Édition du 25 novembre 2002 / volume 37, numéro 13
 
  Pour quelques flacons de neige
Bernard Voyer transporte de futurs ingénieurs sur le Toit du monde.

 

Bernard Voyer a conquis les deux pôles et les plus hauts sommets de chaque continent. Il a rapporté un flacon de neige de chaque endroit. 

«Rêver, se lever, agir.» C’est ce que Bernard Voyer a griffonné près de sa signature dans le livre d’or de l’École Polytechnique, peu avant d’y présenter une conférence devant quelque 200 étudiants et professeurs le 31 octobre dernier. Pendant une heure, l’explorateur a parlé de sa conquête des deux pôles et du Toit du monde en insistant sur ce dernier objectif, atteint en 1998, à sa deuxième tentative. Il a transporté la salle avec ses photos saisissantes de l’Everest, un sommet de plus de 8800 mètres qui présente des défis surhumains.

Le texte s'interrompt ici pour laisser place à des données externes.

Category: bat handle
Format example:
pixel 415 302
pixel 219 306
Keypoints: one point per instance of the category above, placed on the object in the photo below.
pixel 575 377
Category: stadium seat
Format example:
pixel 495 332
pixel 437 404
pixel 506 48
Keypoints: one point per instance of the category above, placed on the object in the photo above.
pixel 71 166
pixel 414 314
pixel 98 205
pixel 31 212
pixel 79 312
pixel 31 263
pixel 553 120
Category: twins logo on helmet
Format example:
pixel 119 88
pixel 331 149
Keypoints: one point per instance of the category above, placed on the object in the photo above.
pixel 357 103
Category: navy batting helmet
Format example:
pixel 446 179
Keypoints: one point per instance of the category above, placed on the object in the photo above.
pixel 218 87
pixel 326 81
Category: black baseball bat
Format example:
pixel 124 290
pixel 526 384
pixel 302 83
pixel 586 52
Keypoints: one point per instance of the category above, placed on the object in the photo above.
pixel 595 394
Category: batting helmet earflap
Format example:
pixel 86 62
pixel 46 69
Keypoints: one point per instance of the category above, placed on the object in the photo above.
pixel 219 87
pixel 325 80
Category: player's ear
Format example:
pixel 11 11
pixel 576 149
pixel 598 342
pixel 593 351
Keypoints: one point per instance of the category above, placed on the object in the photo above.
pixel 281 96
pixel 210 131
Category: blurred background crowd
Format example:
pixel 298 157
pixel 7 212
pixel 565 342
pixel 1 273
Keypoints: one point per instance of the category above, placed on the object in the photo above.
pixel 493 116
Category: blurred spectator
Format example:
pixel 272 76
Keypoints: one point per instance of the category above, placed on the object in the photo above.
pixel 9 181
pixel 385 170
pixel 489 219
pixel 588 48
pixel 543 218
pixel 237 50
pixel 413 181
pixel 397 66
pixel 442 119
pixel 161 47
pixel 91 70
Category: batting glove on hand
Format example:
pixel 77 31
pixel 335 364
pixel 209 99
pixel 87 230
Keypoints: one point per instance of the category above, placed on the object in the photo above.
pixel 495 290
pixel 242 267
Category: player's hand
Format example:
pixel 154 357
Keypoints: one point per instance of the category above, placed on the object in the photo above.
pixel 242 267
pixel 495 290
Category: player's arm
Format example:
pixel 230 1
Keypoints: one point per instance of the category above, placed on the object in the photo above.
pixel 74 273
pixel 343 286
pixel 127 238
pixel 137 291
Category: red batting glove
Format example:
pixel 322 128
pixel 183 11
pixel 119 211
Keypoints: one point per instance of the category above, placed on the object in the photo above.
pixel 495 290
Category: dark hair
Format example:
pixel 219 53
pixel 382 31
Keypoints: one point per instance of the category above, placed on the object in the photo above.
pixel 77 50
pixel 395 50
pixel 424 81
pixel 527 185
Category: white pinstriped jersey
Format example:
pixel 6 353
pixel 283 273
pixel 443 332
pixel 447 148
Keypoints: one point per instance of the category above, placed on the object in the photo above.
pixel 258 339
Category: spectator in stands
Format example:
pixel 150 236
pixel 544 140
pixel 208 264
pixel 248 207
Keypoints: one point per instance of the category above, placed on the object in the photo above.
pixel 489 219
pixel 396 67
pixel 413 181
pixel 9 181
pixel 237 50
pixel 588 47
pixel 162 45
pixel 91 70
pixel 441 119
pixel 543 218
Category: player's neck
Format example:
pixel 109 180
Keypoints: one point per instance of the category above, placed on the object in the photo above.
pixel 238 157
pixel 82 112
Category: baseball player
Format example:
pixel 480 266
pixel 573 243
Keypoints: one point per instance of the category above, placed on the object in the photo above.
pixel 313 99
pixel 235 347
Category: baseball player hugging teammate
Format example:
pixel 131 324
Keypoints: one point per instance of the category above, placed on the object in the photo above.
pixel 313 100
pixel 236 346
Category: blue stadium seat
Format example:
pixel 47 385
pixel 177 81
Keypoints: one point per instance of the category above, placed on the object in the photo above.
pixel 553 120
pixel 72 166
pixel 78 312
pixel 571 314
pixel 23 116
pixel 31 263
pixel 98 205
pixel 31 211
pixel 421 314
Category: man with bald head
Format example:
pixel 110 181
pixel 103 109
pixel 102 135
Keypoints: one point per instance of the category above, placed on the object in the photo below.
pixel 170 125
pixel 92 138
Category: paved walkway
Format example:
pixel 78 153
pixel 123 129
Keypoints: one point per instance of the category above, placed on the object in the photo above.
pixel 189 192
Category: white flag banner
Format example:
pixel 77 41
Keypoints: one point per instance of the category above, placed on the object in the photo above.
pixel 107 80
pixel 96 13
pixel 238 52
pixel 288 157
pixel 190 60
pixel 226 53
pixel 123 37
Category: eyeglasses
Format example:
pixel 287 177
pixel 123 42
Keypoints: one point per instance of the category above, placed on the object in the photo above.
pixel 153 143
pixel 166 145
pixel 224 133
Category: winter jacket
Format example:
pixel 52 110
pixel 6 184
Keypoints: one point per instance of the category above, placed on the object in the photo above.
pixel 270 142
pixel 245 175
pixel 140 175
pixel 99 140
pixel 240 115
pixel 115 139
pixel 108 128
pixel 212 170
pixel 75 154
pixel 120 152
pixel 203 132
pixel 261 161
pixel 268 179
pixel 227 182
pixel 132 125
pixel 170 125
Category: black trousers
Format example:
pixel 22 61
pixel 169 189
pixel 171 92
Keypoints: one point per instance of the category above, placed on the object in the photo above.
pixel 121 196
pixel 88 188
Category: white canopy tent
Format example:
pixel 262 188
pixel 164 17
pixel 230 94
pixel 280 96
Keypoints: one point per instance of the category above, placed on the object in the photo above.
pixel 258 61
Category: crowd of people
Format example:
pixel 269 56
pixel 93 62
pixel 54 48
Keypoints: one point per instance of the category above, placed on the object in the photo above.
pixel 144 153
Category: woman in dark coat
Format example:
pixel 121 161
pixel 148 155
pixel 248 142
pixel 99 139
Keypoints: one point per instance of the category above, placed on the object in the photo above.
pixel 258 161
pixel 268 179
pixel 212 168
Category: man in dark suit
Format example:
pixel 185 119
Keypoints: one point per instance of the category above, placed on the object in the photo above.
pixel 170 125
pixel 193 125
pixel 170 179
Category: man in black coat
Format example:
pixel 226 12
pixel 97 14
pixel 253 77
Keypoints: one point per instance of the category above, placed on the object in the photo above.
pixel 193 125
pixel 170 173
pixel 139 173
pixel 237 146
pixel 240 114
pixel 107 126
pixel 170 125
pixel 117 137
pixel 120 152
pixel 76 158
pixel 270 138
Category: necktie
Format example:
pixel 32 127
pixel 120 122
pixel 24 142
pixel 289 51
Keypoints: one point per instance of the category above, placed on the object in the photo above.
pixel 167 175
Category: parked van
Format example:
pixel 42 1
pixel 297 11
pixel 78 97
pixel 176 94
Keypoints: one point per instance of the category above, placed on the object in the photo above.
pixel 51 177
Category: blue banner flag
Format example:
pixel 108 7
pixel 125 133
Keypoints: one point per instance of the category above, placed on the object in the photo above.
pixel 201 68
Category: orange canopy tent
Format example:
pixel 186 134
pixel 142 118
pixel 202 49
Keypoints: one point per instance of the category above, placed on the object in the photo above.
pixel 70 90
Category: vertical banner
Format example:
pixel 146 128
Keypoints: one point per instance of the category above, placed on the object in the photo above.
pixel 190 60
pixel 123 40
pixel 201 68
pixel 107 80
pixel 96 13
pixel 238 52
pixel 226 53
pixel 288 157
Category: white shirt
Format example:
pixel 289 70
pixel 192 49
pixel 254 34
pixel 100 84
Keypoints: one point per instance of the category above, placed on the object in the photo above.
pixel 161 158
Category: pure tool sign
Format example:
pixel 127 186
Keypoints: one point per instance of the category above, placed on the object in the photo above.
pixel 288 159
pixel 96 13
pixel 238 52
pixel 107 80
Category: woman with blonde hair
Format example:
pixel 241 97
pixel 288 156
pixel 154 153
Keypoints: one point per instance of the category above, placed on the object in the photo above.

D’entrée de jeu, il a été gentiment cynique à l’égard des ingénieurs. «Parfois, j’avoue que vous me compliquez la vie », a-t-il lancé, sourire aux lèvres. Certains «patenteux» de sa connaissance n’ont de cesse, avant ses départs, de lui conseiller d’ajouter telle ou telle pièce d’équipement absolument essentielle à sa survie, faite d’un alliage titanium-magnésium hyperléger et archirésistant. «C’est ainsi que nous nous sommes retrouvés en Antarctique à tirer 350 livres de choses qui ne pèsent rien…»

Du Rocher blanc à l’Everest

Le conférencier a évoqué son enfance, à Rimouski, quand il escaladait le Rocher blanc, près du fleuve. Un sommet qui culmine à une hauteur de huit mètres et où l’on sentait le vent glacé et la liberté. Là, il était heureux de constater qu’il était plus haut que les toits de son village. Cette émotion, il l’a ressentie aussi au sommet de l’Everest. Et les deux exploits sont de même nature… «Il faut rêver grand. Mais il faut aussi agir pour réaliser ses rêves. Une vie sans défis? Non merci.»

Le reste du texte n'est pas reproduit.